The Moon and beyond: new section with data on the space economy – products Eurostat News

Over the past 10 years, there has been a growing interest in all things space-related. The space economy is now a hot topic among companies, citizens and governments, and covers many areas. From climate change monitoring support to safety and security mechanisms and the development of advanced digital and communications systems, the space economy plays an expanding role in today’s society.

Following this growing importance, the demand for reliable and timely statistics on the space economy also increased. To respond to this demand, Eurostat joined forces European Space Agency (ESA) and the European Commission’s Joint Research Center (JRC) to develop a thematic account of space economy activities in Europe.

Today, we are launching a new webpage on the European space economy themed account as part of our section on test statistics. This thematic account will provide consolidated statistics on key gross domestic product (GDP) indicators for the space economy, including output, gross value added (GVA), employment and greenhouse gas (GHG) emissions. These statistics are generated using a supply and use framework System of National Accounts (SNA 2008), allowing us to capture the direct, indirect and induced contribution of the space economy.

Following today’s webpage publication, Eurostat will publish its first results on the EU space economy on 15 December. These include data on exports and imports of spacecraft (including satellites) and launch vehicles. A paper detailing the methodology of the calculation published jointly with the JRC and ESA will be published on the same day.
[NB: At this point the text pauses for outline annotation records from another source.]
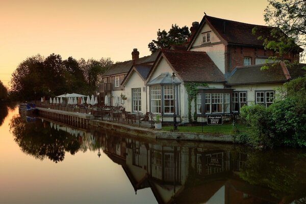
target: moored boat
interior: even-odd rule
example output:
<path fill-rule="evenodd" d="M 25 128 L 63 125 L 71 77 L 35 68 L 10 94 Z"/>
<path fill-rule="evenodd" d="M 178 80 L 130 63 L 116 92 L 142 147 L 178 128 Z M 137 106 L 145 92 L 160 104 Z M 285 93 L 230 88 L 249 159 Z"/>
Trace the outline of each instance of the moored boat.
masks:
<path fill-rule="evenodd" d="M 35 115 L 37 114 L 38 110 L 36 108 L 35 104 L 29 102 L 20 104 L 19 107 L 19 113 L 26 116 Z"/>

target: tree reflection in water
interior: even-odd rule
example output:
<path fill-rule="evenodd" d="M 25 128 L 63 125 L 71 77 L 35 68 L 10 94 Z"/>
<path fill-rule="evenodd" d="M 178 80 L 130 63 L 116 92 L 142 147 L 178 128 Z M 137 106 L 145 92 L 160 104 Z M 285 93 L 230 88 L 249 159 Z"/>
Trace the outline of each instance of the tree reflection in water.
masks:
<path fill-rule="evenodd" d="M 145 139 L 94 127 L 80 134 L 45 120 L 26 122 L 19 116 L 12 120 L 11 130 L 22 151 L 41 160 L 57 162 L 65 151 L 101 150 L 122 167 L 135 192 L 149 188 L 159 203 L 305 200 L 305 149 L 254 151 L 230 144 Z"/>
<path fill-rule="evenodd" d="M 74 155 L 79 150 L 81 144 L 75 136 L 52 128 L 45 121 L 29 119 L 18 115 L 10 123 L 14 140 L 24 153 L 57 163 L 64 160 L 65 151 Z"/>
<path fill-rule="evenodd" d="M 0 126 L 4 122 L 4 119 L 8 113 L 9 111 L 7 106 L 5 105 L 0 105 Z"/>

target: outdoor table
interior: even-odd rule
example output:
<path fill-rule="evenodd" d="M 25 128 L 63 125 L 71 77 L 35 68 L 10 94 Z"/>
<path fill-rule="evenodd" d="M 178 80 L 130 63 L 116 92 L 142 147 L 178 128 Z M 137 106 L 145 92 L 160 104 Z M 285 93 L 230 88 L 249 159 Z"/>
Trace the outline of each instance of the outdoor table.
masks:
<path fill-rule="evenodd" d="M 122 112 L 120 111 L 111 111 L 111 118 L 113 119 L 114 118 L 116 120 L 119 121 L 122 117 Z"/>
<path fill-rule="evenodd" d="M 136 122 L 136 115 L 138 115 L 138 113 L 128 113 L 128 123 L 129 123 L 129 119 L 131 118 L 132 123 L 133 124 L 133 119 Z"/>

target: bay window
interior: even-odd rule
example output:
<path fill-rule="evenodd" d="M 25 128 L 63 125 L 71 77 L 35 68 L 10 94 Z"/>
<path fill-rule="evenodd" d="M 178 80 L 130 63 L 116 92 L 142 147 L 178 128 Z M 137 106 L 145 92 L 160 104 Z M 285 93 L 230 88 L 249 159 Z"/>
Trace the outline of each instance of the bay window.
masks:
<path fill-rule="evenodd" d="M 161 94 L 160 86 L 151 87 L 151 111 L 152 113 L 162 112 Z"/>

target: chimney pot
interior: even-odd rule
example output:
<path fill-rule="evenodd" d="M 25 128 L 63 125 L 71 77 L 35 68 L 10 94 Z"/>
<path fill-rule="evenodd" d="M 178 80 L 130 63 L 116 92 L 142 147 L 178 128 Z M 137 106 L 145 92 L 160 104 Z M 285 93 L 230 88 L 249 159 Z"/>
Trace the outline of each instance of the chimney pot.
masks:
<path fill-rule="evenodd" d="M 197 31 L 198 28 L 199 28 L 199 22 L 197 21 L 192 22 L 192 26 L 190 28 L 190 32 L 191 32 L 191 34 L 190 36 L 188 38 L 188 42 L 190 42 L 195 33 L 196 33 L 196 31 Z"/>
<path fill-rule="evenodd" d="M 139 59 L 139 52 L 137 50 L 137 48 L 134 48 L 133 49 L 133 52 L 132 52 L 132 59 L 134 61 L 134 64 L 135 60 L 138 59 Z"/>

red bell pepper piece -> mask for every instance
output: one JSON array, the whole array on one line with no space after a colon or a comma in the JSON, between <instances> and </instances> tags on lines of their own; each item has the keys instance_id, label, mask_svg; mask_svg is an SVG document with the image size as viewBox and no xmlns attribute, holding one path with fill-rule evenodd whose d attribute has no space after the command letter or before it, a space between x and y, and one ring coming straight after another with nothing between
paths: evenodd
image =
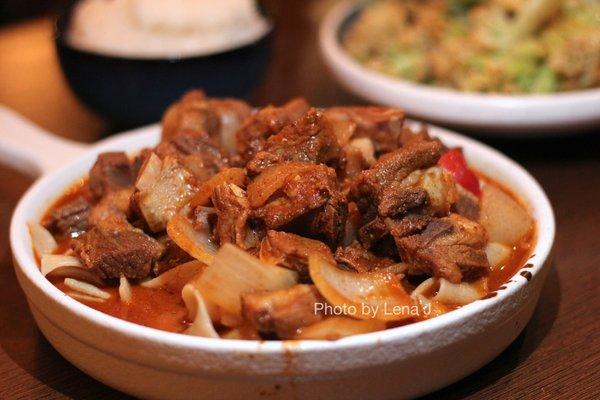
<instances>
[{"instance_id":1,"label":"red bell pepper piece","mask_svg":"<svg viewBox=\"0 0 600 400\"><path fill-rule=\"evenodd\" d=\"M479 197L481 189L479 188L479 179L477 175L469 168L467 161L461 149L450 149L440 157L438 164L446 171L452 173L456 182Z\"/></svg>"}]
</instances>

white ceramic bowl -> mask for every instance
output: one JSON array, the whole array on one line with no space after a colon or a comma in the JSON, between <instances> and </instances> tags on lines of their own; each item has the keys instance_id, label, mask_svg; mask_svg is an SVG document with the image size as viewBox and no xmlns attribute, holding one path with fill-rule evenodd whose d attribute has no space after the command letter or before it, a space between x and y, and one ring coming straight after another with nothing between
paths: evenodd
<instances>
[{"instance_id":1,"label":"white ceramic bowl","mask_svg":"<svg viewBox=\"0 0 600 400\"><path fill-rule=\"evenodd\" d=\"M83 147L40 133L0 108L2 159L45 172L12 218L10 240L19 283L39 328L66 359L135 396L398 399L431 392L482 367L517 337L538 301L554 240L550 203L523 168L471 139L435 127L431 133L449 146L463 147L472 165L521 195L538 224L534 255L520 274L495 296L440 317L333 342L262 342L168 333L93 310L42 276L26 223L40 218L69 185L85 176L98 153L152 146L159 127Z\"/></svg>"},{"instance_id":2,"label":"white ceramic bowl","mask_svg":"<svg viewBox=\"0 0 600 400\"><path fill-rule=\"evenodd\" d=\"M319 42L335 78L365 99L401 107L423 120L487 135L569 134L600 125L600 88L539 95L465 93L366 68L340 43L341 34L359 11L353 0L336 5L321 25Z\"/></svg>"}]
</instances>

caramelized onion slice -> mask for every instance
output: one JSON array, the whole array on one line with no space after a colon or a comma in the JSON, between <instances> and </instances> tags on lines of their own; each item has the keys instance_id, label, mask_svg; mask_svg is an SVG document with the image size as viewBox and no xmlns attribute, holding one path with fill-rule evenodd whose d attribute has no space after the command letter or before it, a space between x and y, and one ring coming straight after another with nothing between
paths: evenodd
<instances>
[{"instance_id":1,"label":"caramelized onion slice","mask_svg":"<svg viewBox=\"0 0 600 400\"><path fill-rule=\"evenodd\" d=\"M35 255L42 258L45 254L52 254L58 247L54 236L38 222L30 221L27 225Z\"/></svg>"},{"instance_id":2,"label":"caramelized onion slice","mask_svg":"<svg viewBox=\"0 0 600 400\"><path fill-rule=\"evenodd\" d=\"M317 254L311 254L308 265L323 297L352 317L381 321L415 317L416 305L392 273L344 271Z\"/></svg>"},{"instance_id":3,"label":"caramelized onion slice","mask_svg":"<svg viewBox=\"0 0 600 400\"><path fill-rule=\"evenodd\" d=\"M297 282L298 274L295 271L262 263L244 250L226 243L193 283L207 302L216 305L233 319L240 319L242 293L284 289Z\"/></svg>"},{"instance_id":4,"label":"caramelized onion slice","mask_svg":"<svg viewBox=\"0 0 600 400\"><path fill-rule=\"evenodd\" d=\"M74 278L80 281L102 285L102 279L92 271L83 268L77 257L62 254L46 254L41 260L42 275L60 278Z\"/></svg>"},{"instance_id":5,"label":"caramelized onion slice","mask_svg":"<svg viewBox=\"0 0 600 400\"><path fill-rule=\"evenodd\" d=\"M119 298L123 303L131 303L133 293L131 292L131 285L126 277L122 276L119 278Z\"/></svg>"},{"instance_id":6,"label":"caramelized onion slice","mask_svg":"<svg viewBox=\"0 0 600 400\"><path fill-rule=\"evenodd\" d=\"M183 290L183 287L189 283L194 276L198 275L206 268L206 264L194 260L180 264L170 270L163 272L154 279L142 282L140 286L158 289L164 288L170 292L177 293Z\"/></svg>"},{"instance_id":7,"label":"caramelized onion slice","mask_svg":"<svg viewBox=\"0 0 600 400\"><path fill-rule=\"evenodd\" d=\"M181 213L176 214L167 223L167 235L183 251L205 264L212 262L218 249L210 240L208 229L194 229L192 222Z\"/></svg>"},{"instance_id":8,"label":"caramelized onion slice","mask_svg":"<svg viewBox=\"0 0 600 400\"><path fill-rule=\"evenodd\" d=\"M219 337L198 288L190 284L185 285L181 291L181 297L188 309L188 315L193 320L184 333L192 336Z\"/></svg>"},{"instance_id":9,"label":"caramelized onion slice","mask_svg":"<svg viewBox=\"0 0 600 400\"><path fill-rule=\"evenodd\" d=\"M377 319L359 320L348 317L329 317L312 325L300 328L294 339L337 340L346 336L381 331L385 322Z\"/></svg>"},{"instance_id":10,"label":"caramelized onion slice","mask_svg":"<svg viewBox=\"0 0 600 400\"><path fill-rule=\"evenodd\" d=\"M485 255L487 256L490 267L493 270L499 269L508 260L512 253L510 247L498 243L491 242L485 246Z\"/></svg>"},{"instance_id":11,"label":"caramelized onion slice","mask_svg":"<svg viewBox=\"0 0 600 400\"><path fill-rule=\"evenodd\" d=\"M65 278L65 286L88 296L97 297L104 300L110 298L110 293L105 292L104 290L90 283L79 281L77 279Z\"/></svg>"},{"instance_id":12,"label":"caramelized onion slice","mask_svg":"<svg viewBox=\"0 0 600 400\"><path fill-rule=\"evenodd\" d=\"M227 168L211 177L200 185L198 193L190 200L192 207L206 206L210 203L213 190L224 183L233 183L244 187L246 183L246 171L243 168Z\"/></svg>"},{"instance_id":13,"label":"caramelized onion slice","mask_svg":"<svg viewBox=\"0 0 600 400\"><path fill-rule=\"evenodd\" d=\"M444 304L465 305L481 299L488 292L487 279L481 278L475 282L452 283L440 279L440 288L433 300Z\"/></svg>"}]
</instances>

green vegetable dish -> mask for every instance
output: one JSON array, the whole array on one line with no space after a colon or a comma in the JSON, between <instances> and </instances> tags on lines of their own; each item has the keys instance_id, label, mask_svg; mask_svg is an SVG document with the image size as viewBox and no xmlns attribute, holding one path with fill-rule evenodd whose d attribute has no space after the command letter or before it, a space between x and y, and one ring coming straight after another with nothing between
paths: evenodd
<instances>
[{"instance_id":1,"label":"green vegetable dish","mask_svg":"<svg viewBox=\"0 0 600 400\"><path fill-rule=\"evenodd\" d=\"M343 38L368 68L468 92L600 86L600 0L381 0Z\"/></svg>"}]
</instances>

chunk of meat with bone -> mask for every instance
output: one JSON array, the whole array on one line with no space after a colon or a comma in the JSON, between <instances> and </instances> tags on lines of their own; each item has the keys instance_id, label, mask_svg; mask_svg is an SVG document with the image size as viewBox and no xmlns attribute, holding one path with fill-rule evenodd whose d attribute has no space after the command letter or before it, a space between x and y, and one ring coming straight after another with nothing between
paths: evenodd
<instances>
[{"instance_id":1,"label":"chunk of meat with bone","mask_svg":"<svg viewBox=\"0 0 600 400\"><path fill-rule=\"evenodd\" d=\"M123 221L105 220L73 241L84 267L99 277L145 278L163 247L142 230Z\"/></svg>"},{"instance_id":2,"label":"chunk of meat with bone","mask_svg":"<svg viewBox=\"0 0 600 400\"><path fill-rule=\"evenodd\" d=\"M91 204L82 196L61 204L52 210L44 226L53 232L69 234L85 231L88 227Z\"/></svg>"},{"instance_id":3,"label":"chunk of meat with bone","mask_svg":"<svg viewBox=\"0 0 600 400\"><path fill-rule=\"evenodd\" d=\"M308 257L315 253L332 257L329 247L319 240L270 230L260 245L259 255L262 261L298 271L301 278L307 279Z\"/></svg>"},{"instance_id":4,"label":"chunk of meat with bone","mask_svg":"<svg viewBox=\"0 0 600 400\"><path fill-rule=\"evenodd\" d=\"M281 107L267 106L255 112L235 135L237 152L242 161L248 162L263 149L270 136L302 117L309 108L306 100L296 98Z\"/></svg>"},{"instance_id":5,"label":"chunk of meat with bone","mask_svg":"<svg viewBox=\"0 0 600 400\"><path fill-rule=\"evenodd\" d=\"M264 150L258 152L246 168L251 173L258 174L284 161L339 167L342 158L343 151L332 124L322 113L311 109L301 119L269 137Z\"/></svg>"},{"instance_id":6,"label":"chunk of meat with bone","mask_svg":"<svg viewBox=\"0 0 600 400\"><path fill-rule=\"evenodd\" d=\"M131 186L133 173L131 162L123 152L102 153L90 170L90 190L96 197Z\"/></svg>"},{"instance_id":7,"label":"chunk of meat with bone","mask_svg":"<svg viewBox=\"0 0 600 400\"><path fill-rule=\"evenodd\" d=\"M212 202L217 211L215 234L219 243L234 243L242 249L252 247L247 242L250 205L246 192L232 183L224 183L213 190Z\"/></svg>"},{"instance_id":8,"label":"chunk of meat with bone","mask_svg":"<svg viewBox=\"0 0 600 400\"><path fill-rule=\"evenodd\" d=\"M195 179L172 156L161 160L154 153L136 181L133 200L153 232L164 231L171 219L197 191Z\"/></svg>"},{"instance_id":9,"label":"chunk of meat with bone","mask_svg":"<svg viewBox=\"0 0 600 400\"><path fill-rule=\"evenodd\" d=\"M298 329L323 318L316 304L325 300L313 285L295 285L287 289L242 294L242 313L262 333L275 333L281 339L292 338Z\"/></svg>"},{"instance_id":10,"label":"chunk of meat with bone","mask_svg":"<svg viewBox=\"0 0 600 400\"><path fill-rule=\"evenodd\" d=\"M233 151L233 135L251 112L250 106L241 100L210 99L200 90L190 91L165 112L162 140L191 132L207 135Z\"/></svg>"},{"instance_id":11,"label":"chunk of meat with bone","mask_svg":"<svg viewBox=\"0 0 600 400\"><path fill-rule=\"evenodd\" d=\"M335 171L325 165L282 163L266 169L248 186L253 216L277 229L311 211L310 232L331 243L341 239L347 203Z\"/></svg>"},{"instance_id":12,"label":"chunk of meat with bone","mask_svg":"<svg viewBox=\"0 0 600 400\"><path fill-rule=\"evenodd\" d=\"M106 193L95 204L89 216L89 226L100 225L106 221L127 223L131 214L131 196L133 188L121 188Z\"/></svg>"},{"instance_id":13,"label":"chunk of meat with bone","mask_svg":"<svg viewBox=\"0 0 600 400\"><path fill-rule=\"evenodd\" d=\"M342 144L351 139L368 138L377 154L398 148L398 137L404 124L404 112L397 108L377 106L331 107L324 115L333 123Z\"/></svg>"},{"instance_id":14,"label":"chunk of meat with bone","mask_svg":"<svg viewBox=\"0 0 600 400\"><path fill-rule=\"evenodd\" d=\"M453 283L486 275L485 229L458 214L434 219L419 234L396 239L411 272L432 274Z\"/></svg>"},{"instance_id":15,"label":"chunk of meat with bone","mask_svg":"<svg viewBox=\"0 0 600 400\"><path fill-rule=\"evenodd\" d=\"M377 208L382 217L405 214L416 208L422 208L424 214L445 216L458 199L454 178L440 166L416 170L393 186L395 191L384 193Z\"/></svg>"},{"instance_id":16,"label":"chunk of meat with bone","mask_svg":"<svg viewBox=\"0 0 600 400\"><path fill-rule=\"evenodd\" d=\"M335 260L342 266L356 272L370 272L396 264L390 258L376 256L358 242L353 242L346 247L338 247L335 252Z\"/></svg>"},{"instance_id":17,"label":"chunk of meat with bone","mask_svg":"<svg viewBox=\"0 0 600 400\"><path fill-rule=\"evenodd\" d=\"M419 141L384 154L372 168L361 172L352 182L350 197L363 213L374 216L383 203L384 211L391 205L412 205L422 200L419 193L412 193L408 202L399 198L402 181L413 171L429 168L437 163L442 154L442 144L437 140ZM390 210L391 211L391 210Z\"/></svg>"},{"instance_id":18,"label":"chunk of meat with bone","mask_svg":"<svg viewBox=\"0 0 600 400\"><path fill-rule=\"evenodd\" d=\"M208 180L229 165L227 155L217 142L205 134L182 131L161 142L155 153L159 158L175 157L198 182Z\"/></svg>"}]
</instances>

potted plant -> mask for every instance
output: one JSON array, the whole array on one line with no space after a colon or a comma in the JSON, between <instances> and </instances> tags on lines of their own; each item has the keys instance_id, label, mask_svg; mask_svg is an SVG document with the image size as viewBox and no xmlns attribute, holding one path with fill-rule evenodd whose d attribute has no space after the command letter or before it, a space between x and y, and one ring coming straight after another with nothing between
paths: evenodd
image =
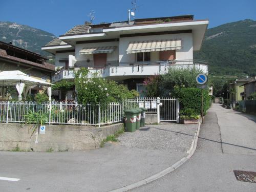
<instances>
[{"instance_id":1,"label":"potted plant","mask_svg":"<svg viewBox=\"0 0 256 192\"><path fill-rule=\"evenodd\" d=\"M180 122L183 124L197 124L200 115L197 114L195 110L191 108L181 110Z\"/></svg>"}]
</instances>

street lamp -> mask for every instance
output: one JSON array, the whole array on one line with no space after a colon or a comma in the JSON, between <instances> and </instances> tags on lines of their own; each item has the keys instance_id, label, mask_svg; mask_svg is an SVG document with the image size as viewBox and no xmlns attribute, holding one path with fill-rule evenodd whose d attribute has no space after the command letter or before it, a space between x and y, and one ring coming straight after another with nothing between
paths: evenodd
<instances>
[{"instance_id":1,"label":"street lamp","mask_svg":"<svg viewBox=\"0 0 256 192\"><path fill-rule=\"evenodd\" d=\"M223 105L224 93L222 93L222 105Z\"/></svg>"},{"instance_id":2,"label":"street lamp","mask_svg":"<svg viewBox=\"0 0 256 192\"><path fill-rule=\"evenodd\" d=\"M229 93L229 91L227 90L227 105L228 108L228 93Z\"/></svg>"}]
</instances>

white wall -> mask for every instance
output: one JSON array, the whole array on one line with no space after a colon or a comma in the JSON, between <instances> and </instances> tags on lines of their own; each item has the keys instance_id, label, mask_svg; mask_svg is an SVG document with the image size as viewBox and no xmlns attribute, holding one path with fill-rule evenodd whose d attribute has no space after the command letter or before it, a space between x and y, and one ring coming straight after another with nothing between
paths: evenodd
<instances>
[{"instance_id":1,"label":"white wall","mask_svg":"<svg viewBox=\"0 0 256 192\"><path fill-rule=\"evenodd\" d=\"M189 33L120 38L119 39L119 62L135 61L135 53L126 54L126 52L129 42L131 41L180 38L182 48L181 50L176 50L176 59L193 59L193 39L192 33ZM155 55L156 54L154 55L154 59L157 58L157 56ZM152 54L151 55L152 56Z\"/></svg>"},{"instance_id":2,"label":"white wall","mask_svg":"<svg viewBox=\"0 0 256 192\"><path fill-rule=\"evenodd\" d=\"M65 67L65 62L59 62L59 59L69 59L69 55L72 55L75 56L75 52L60 53L56 53L55 54L55 70L57 69L58 67L59 67L59 68L61 68L63 67Z\"/></svg>"},{"instance_id":3,"label":"white wall","mask_svg":"<svg viewBox=\"0 0 256 192\"><path fill-rule=\"evenodd\" d=\"M75 56L76 60L78 61L78 63L81 66L93 66L93 54L85 54L80 55L79 51L84 48L92 48L97 47L105 47L105 46L116 46L112 53L108 53L106 56L106 60L109 62L118 61L119 58L119 41L112 42L101 42L90 44L77 44L76 45L76 53ZM87 60L89 59L90 62L88 62ZM82 61L82 62L81 62Z\"/></svg>"}]
</instances>

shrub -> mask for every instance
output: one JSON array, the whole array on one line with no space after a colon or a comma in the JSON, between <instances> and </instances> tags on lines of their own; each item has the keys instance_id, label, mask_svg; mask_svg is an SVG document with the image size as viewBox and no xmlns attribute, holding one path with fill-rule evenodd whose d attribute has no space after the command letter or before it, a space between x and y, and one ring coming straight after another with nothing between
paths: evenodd
<instances>
[{"instance_id":1,"label":"shrub","mask_svg":"<svg viewBox=\"0 0 256 192\"><path fill-rule=\"evenodd\" d=\"M147 97L158 97L160 93L159 83L161 78L158 75L152 75L147 77L143 81L146 87L145 95Z\"/></svg>"},{"instance_id":2,"label":"shrub","mask_svg":"<svg viewBox=\"0 0 256 192\"><path fill-rule=\"evenodd\" d=\"M201 114L202 105L202 91L198 88L176 88L172 95L179 98L182 112L186 112L193 115ZM208 90L203 90L204 115L211 104L210 96Z\"/></svg>"},{"instance_id":3,"label":"shrub","mask_svg":"<svg viewBox=\"0 0 256 192\"><path fill-rule=\"evenodd\" d=\"M101 106L105 106L111 102L134 98L139 94L135 90L129 91L123 84L100 78L97 74L89 78L88 72L88 69L82 68L75 74L77 99L80 103L99 102Z\"/></svg>"},{"instance_id":4,"label":"shrub","mask_svg":"<svg viewBox=\"0 0 256 192\"><path fill-rule=\"evenodd\" d=\"M35 96L35 100L37 103L41 104L44 102L49 101L49 97L47 96L47 94L45 93L38 93Z\"/></svg>"}]
</instances>

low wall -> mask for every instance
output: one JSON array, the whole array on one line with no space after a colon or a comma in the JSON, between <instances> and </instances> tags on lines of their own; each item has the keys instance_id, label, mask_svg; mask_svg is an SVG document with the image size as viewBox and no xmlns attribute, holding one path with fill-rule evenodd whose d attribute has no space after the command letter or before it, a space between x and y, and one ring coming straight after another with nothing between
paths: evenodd
<instances>
[{"instance_id":1,"label":"low wall","mask_svg":"<svg viewBox=\"0 0 256 192\"><path fill-rule=\"evenodd\" d=\"M146 113L145 123L156 124L157 123L157 114Z\"/></svg>"},{"instance_id":2,"label":"low wall","mask_svg":"<svg viewBox=\"0 0 256 192\"><path fill-rule=\"evenodd\" d=\"M38 134L36 143L35 132L31 137L32 131L29 130L28 125L0 123L0 151L12 151L17 146L20 151L36 152L94 149L99 147L101 141L108 135L122 127L122 123L101 127L46 125L45 134Z\"/></svg>"}]
</instances>

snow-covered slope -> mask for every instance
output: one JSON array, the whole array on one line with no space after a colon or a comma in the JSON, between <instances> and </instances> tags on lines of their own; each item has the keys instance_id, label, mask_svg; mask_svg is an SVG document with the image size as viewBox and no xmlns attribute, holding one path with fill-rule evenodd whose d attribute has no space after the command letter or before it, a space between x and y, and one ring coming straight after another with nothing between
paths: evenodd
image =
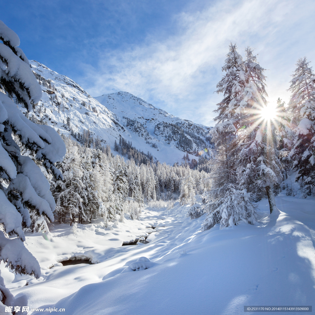
<instances>
[{"instance_id":1,"label":"snow-covered slope","mask_svg":"<svg viewBox=\"0 0 315 315\"><path fill-rule=\"evenodd\" d=\"M72 129L72 135L82 135L89 129L112 151L121 136L140 151L171 164L180 163L187 152L198 160L196 153L204 154L211 146L207 138L211 127L175 117L127 92L92 97L67 77L35 60L30 63L43 91L33 119L60 133L68 135Z\"/></svg>"},{"instance_id":2,"label":"snow-covered slope","mask_svg":"<svg viewBox=\"0 0 315 315\"><path fill-rule=\"evenodd\" d=\"M157 152L161 149L170 152L169 148L194 156L210 146L207 136L210 127L175 117L130 93L120 91L95 98L134 135L152 143Z\"/></svg>"},{"instance_id":3,"label":"snow-covered slope","mask_svg":"<svg viewBox=\"0 0 315 315\"><path fill-rule=\"evenodd\" d=\"M271 215L261 200L258 224L202 232L204 215L191 220L189 206L178 202L169 210L146 206L140 221L126 217L112 230L100 219L78 224L76 234L57 225L47 239L26 235L40 281L0 267L16 297L25 295L30 310L43 309L38 315L50 307L67 315L229 315L243 314L245 305L314 305L314 201L284 191L276 198L280 211ZM148 233L148 243L121 246ZM56 263L75 256L98 263Z\"/></svg>"}]
</instances>

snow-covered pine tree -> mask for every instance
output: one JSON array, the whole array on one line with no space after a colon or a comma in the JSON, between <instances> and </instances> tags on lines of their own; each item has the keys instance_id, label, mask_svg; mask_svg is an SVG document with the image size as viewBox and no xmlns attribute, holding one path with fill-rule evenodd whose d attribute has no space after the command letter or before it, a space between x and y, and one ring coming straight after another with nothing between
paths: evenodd
<instances>
[{"instance_id":1,"label":"snow-covered pine tree","mask_svg":"<svg viewBox=\"0 0 315 315\"><path fill-rule=\"evenodd\" d=\"M289 111L295 133L290 156L296 180L304 181L306 191L315 187L315 75L306 57L299 59L291 81Z\"/></svg>"},{"instance_id":2,"label":"snow-covered pine tree","mask_svg":"<svg viewBox=\"0 0 315 315\"><path fill-rule=\"evenodd\" d=\"M114 175L114 187L113 193L115 196L116 212L119 215L123 211L123 203L128 196L128 176L123 160L121 160L119 156L116 155Z\"/></svg>"},{"instance_id":3,"label":"snow-covered pine tree","mask_svg":"<svg viewBox=\"0 0 315 315\"><path fill-rule=\"evenodd\" d=\"M11 98L31 111L42 97L41 88L18 47L19 37L2 21L0 40L0 223L3 229L0 232L0 260L16 273L38 278L39 265L23 244L22 227L31 224L31 212L53 221L56 205L40 169L29 156L21 155L21 151L27 149L37 163L56 179L61 179L62 175L54 164L62 159L65 147L53 129L34 123L17 108ZM10 239L8 235L18 237ZM3 303L12 306L13 296L0 278L0 307L3 307Z\"/></svg>"},{"instance_id":4,"label":"snow-covered pine tree","mask_svg":"<svg viewBox=\"0 0 315 315\"><path fill-rule=\"evenodd\" d=\"M223 93L224 98L215 111L218 115L211 136L216 156L211 161L211 188L203 195L205 202L203 211L207 213L204 230L219 223L222 228L238 224L240 220L250 223L255 221L251 195L242 186L244 183L240 182L237 172L238 158L236 139L238 131L243 128L244 118L249 115L245 110L249 107L248 96L245 94L249 82L246 81L247 69L236 45L231 44L229 49L222 67L225 75L217 86L217 93ZM204 187L209 186L209 180L204 177ZM246 204L241 202L241 196L246 197Z\"/></svg>"},{"instance_id":5,"label":"snow-covered pine tree","mask_svg":"<svg viewBox=\"0 0 315 315\"><path fill-rule=\"evenodd\" d=\"M276 209L272 187L281 177L278 133L271 118L262 115L266 106L265 69L249 47L244 62L245 88L240 94L236 142L239 160L238 180L257 200L266 195L270 212Z\"/></svg>"},{"instance_id":6,"label":"snow-covered pine tree","mask_svg":"<svg viewBox=\"0 0 315 315\"><path fill-rule=\"evenodd\" d=\"M179 197L180 204L189 203L192 206L195 203L196 192L194 189L194 181L192 176L191 171L188 169L181 183L180 194Z\"/></svg>"},{"instance_id":7,"label":"snow-covered pine tree","mask_svg":"<svg viewBox=\"0 0 315 315\"><path fill-rule=\"evenodd\" d=\"M277 119L275 122L280 136L279 150L283 153L281 161L283 166L284 180L288 178L288 173L292 166L292 161L289 156L292 149L294 135L290 127L291 120L284 105L284 102L278 98L277 100L276 109Z\"/></svg>"},{"instance_id":8,"label":"snow-covered pine tree","mask_svg":"<svg viewBox=\"0 0 315 315\"><path fill-rule=\"evenodd\" d=\"M59 223L64 223L66 216L68 215L72 224L76 216L79 214L82 215L84 211L85 187L82 182L84 170L82 167L80 147L74 145L70 139L66 141L67 154L63 161L57 164L62 171L63 180L57 181L53 192Z\"/></svg>"}]
</instances>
On 15 December, ESA, JRC and Eurostat jointly published the report with the Organization for Economic Co-operation and Development (OECD) and the United States Bureau of Economic Analysis (BEA). Statistical Classifications for Space Economic Measurement” will be published. It will present for the first time a comprehensive list of comparable statistical indices to measure the space economy at the international, North American and European levels.